1. A method for producing a composite structure in which a metal foam core ( 1 ) with a metal body ( 3 ) is provided, with the following steps:

• a) producing a metal foam core ( 1 ) with a substantially closed surface,
• b) inserting the metal foam core ( 1 ) into a pressure casting mold,
• c) filling the die with a first casting pressure (p1),
• d) lowering the first casting pressure (p1) as soon as the pressure casting mold is filled to at least 90% by volume,
• e) complete filling of the die, the first casting pressure (p1) being reduced to zero or almost zero, and
• f) applying a second casting pressure (p2) and holding it for a predetermined holding time.

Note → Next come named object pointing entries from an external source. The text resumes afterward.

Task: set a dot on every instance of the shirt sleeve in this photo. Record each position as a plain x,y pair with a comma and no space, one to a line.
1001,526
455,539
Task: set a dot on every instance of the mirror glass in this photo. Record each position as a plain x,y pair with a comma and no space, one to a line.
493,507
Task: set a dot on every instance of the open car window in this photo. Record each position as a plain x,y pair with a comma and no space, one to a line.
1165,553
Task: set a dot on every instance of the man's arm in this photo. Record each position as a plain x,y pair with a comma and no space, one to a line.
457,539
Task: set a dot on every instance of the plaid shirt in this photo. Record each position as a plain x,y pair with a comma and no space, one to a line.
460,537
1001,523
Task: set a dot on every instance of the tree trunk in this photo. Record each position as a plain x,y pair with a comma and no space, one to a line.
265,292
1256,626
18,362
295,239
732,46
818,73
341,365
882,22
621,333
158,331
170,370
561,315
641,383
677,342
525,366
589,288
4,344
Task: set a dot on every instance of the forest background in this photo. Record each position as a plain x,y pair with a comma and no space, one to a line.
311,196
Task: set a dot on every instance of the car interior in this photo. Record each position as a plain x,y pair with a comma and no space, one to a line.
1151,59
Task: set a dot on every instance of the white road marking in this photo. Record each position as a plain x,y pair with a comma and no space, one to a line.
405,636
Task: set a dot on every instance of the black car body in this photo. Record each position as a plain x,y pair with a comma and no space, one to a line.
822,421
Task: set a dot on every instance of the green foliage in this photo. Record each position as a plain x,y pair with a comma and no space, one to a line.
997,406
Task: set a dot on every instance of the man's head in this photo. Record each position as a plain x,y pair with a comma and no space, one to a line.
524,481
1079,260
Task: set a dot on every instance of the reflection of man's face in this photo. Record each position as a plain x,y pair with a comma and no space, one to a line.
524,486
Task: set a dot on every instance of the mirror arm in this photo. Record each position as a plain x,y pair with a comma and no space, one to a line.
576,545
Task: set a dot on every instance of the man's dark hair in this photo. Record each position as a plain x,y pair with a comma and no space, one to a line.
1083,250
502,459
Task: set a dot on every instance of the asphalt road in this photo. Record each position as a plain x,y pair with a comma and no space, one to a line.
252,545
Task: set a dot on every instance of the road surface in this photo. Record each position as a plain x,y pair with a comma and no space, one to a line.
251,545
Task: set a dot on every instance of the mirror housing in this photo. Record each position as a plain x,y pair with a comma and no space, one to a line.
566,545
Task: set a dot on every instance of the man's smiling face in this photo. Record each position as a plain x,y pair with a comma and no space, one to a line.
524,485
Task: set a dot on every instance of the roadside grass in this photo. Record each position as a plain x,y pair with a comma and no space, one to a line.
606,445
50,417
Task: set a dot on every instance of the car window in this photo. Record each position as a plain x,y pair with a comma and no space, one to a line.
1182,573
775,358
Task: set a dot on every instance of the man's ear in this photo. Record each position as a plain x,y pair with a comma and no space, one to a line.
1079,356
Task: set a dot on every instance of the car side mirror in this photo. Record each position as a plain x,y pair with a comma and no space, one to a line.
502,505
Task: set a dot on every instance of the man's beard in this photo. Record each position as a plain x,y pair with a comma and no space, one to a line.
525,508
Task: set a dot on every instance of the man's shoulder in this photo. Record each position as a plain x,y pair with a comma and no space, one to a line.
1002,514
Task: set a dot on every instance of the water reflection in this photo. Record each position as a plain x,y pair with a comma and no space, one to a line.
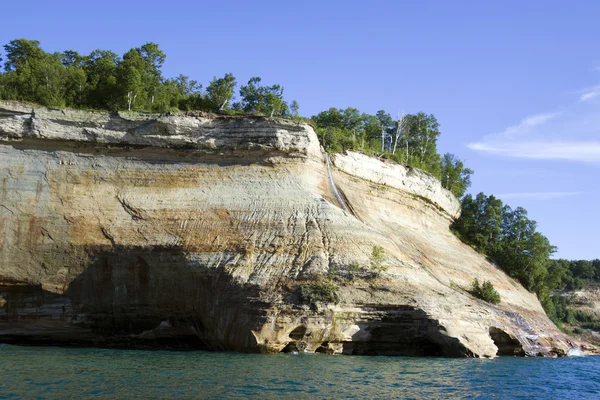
101,373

2. The method of claim 1, wherein the first (p1) and / or second casting pressure (p2) according to a predetermined Pressure / time profile is applied. 3. The method according to any one of the preceding claims, where at the first casting pressure (p1) less than the second casting pressure (p2) is. 4. The method according to any one of the preceding claims, where the pressure caused by the second casting pressure (p2) on the metal foam core ( 1 ) is less than the pressure strength. 5. The method according to any one of the preceding claims, where the pressure caused by the first casting pressure (p1) on the metal foam core ( 1 ) is less than 25 bar. 6. The method according to any one of the preceding claims, where at the by the second casting pressure (p2) on the metal foam core caused pressure is greater than 25 bar. 7. The method according to any one of the preceding claims, where at the metal foam core ( 1 ) in one piece spacers ( 2 ) are integrally formed. 8. The method according to any one of the preceding claims, where the spacers ( 2 ) are formed as web-like elevations. 9. The method according to any one of the preceding claims, where is encased in the metal foam core ( 1 ) before step b of claim 1 with egg ner thermally resistant layer. 10. The method of claim 9, wherein the thermally resistant layer by means of thermal spraying or dipping in a ceramic slip is produced. 11. The method according to any one of the preceding claims, where where the thermally resistant layer of aluminum or is made of Al / Mg mixed oxide. 12. Component manufactured according to the method according to one of the previous claims.